La defensa del suspendido jefe de Gobierno porteño adelantó que volverá a plantear la nulidad del proceso porque la Sala Juzgadora no se reunió para decidir si se incorpora o no el informe que había elaborado la Comisión Investigadora. Y de paso, dejaron trascender que la mayor parte de los quince legisladores que actuarán de jueces no se reunieron porque están de vacaciones.
Los fiscales, en cambio, sostienen que la Sala ya aprobó la incorporación de esas 17 mil fojas. “Es sólo una dilación, es una mentira que la Sala Juzgadora deba reunirse para decidir esto”, explicó a Clarín el macrista Jorge Enríquez, uno de los tres fiscales.
Los legisladores Elvio Vitali y Facundo San Filippo, dos de los jueces que ayer seguían trabajando en la causa, coincidieron con Enríquez en que todavía no hubo ninguna comunicación del presidente del Tribunal, Julio Maier, llamando a una reunión de la Sala Juzgadora.
Sin un reglamento que regule la actividad de la Sala, los legisladores están trabajando sobre la base del Código Procesal Penal, que no fue pensado para un juicio político.

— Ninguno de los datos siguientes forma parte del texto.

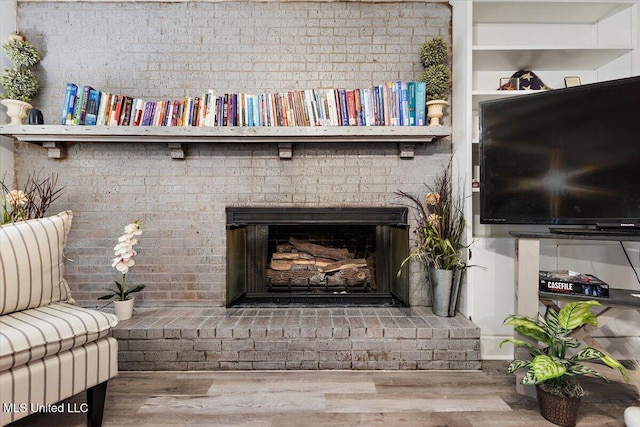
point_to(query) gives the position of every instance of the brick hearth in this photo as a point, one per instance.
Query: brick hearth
(296, 338)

Por eso, las interpretaciones varían de acuerdo al color de cada legislador.
Formalmente, los legisladores que integran la Sala no están de vacaciones. Pero lo cierto es que desde el 28 de diciembre, último día de reunión, la mayor parte de ellos no volvió a pisar sus despachos. Ayer, la agencia Télam consignó que sólo estaban en la Legislatura Elvio Vitali y Sebastián Gramajo, ambos kirchneristas, y Guillermo Smith y Facundo De Filippo, del ARI.

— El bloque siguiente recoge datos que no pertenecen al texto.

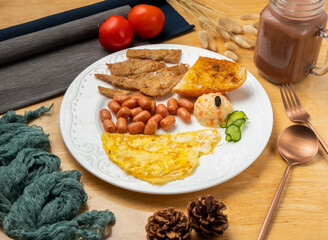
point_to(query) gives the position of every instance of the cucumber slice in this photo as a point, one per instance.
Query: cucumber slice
(232, 117)
(240, 122)
(233, 133)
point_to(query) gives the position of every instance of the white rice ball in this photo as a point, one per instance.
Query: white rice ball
(208, 113)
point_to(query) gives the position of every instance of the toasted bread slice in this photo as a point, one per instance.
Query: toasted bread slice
(211, 75)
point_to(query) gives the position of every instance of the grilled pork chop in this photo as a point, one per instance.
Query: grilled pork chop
(154, 84)
(135, 66)
(167, 55)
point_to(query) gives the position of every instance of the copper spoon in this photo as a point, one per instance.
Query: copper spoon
(297, 144)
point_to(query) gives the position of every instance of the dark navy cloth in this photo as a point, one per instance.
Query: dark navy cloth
(54, 50)
(175, 23)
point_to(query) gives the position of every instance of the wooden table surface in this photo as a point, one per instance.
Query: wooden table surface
(302, 212)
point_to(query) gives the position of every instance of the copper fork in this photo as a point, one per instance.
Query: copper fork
(296, 112)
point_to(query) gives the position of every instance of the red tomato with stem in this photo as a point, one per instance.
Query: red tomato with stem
(115, 33)
(147, 20)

En aquella sesión del 28, los legisladores resolvieron que la próxima reunión sería el martes 17, cuando, con la lectura de la acusación y la presencia del acusado —Aníbal Ibarra—, comience la audiencia de debate.
Ese plazo no es casual. Es el tiempo que, de acuerdo con el Código Procesal Penal, el presidente del Tribunal, Julio Maier, necesita para citar testigos y recabar las pruebas pedidas por fiscales y defensores. En ese período, los legisladores no entran en receso y su trabajo debería continuar normalmente.
En esa misma sesión del 28 de diciembre, la Sala Juzgadora resolvió aceptar el informe de la Comisión Investigadora de Cromañón como parte de la prueba del juicio. Pero la semana pasada la defensa de Ibarra planteó la nulidad de ese informe. Los abogados del jefe de Gobierno sostienen que la Sala debería haberse reunido para tratar ese pedido y adelantaron que ése será un nuevo argumento para pedir la nulidad de todo el proceso.
Es que la defensa argumenta que el informe fue parcial ya que —a pedido de los familiares de las víctimas— la comisión estuvo integrada sólo por legisladores de la oposición. Para Julio Strassera, uno de los defensores de Ibarra, la incorporación de ese informe sería “una nulidad muy seria”.
El próximo martes 17 Aníbal Ibarra tendrá que ir hasta la Legislatura para escuchar los cargos en su contra. Ese día, adelantaron sus abogados, el suspendido jefe de Gobierno pedirá la nulidad del juicio. Aunque Ibarra sabe que sus reclamos serán rechazados, intenta sumar argumentos para una eventual presentación en la Justicia, el último recurso que guarda frente a la destitución.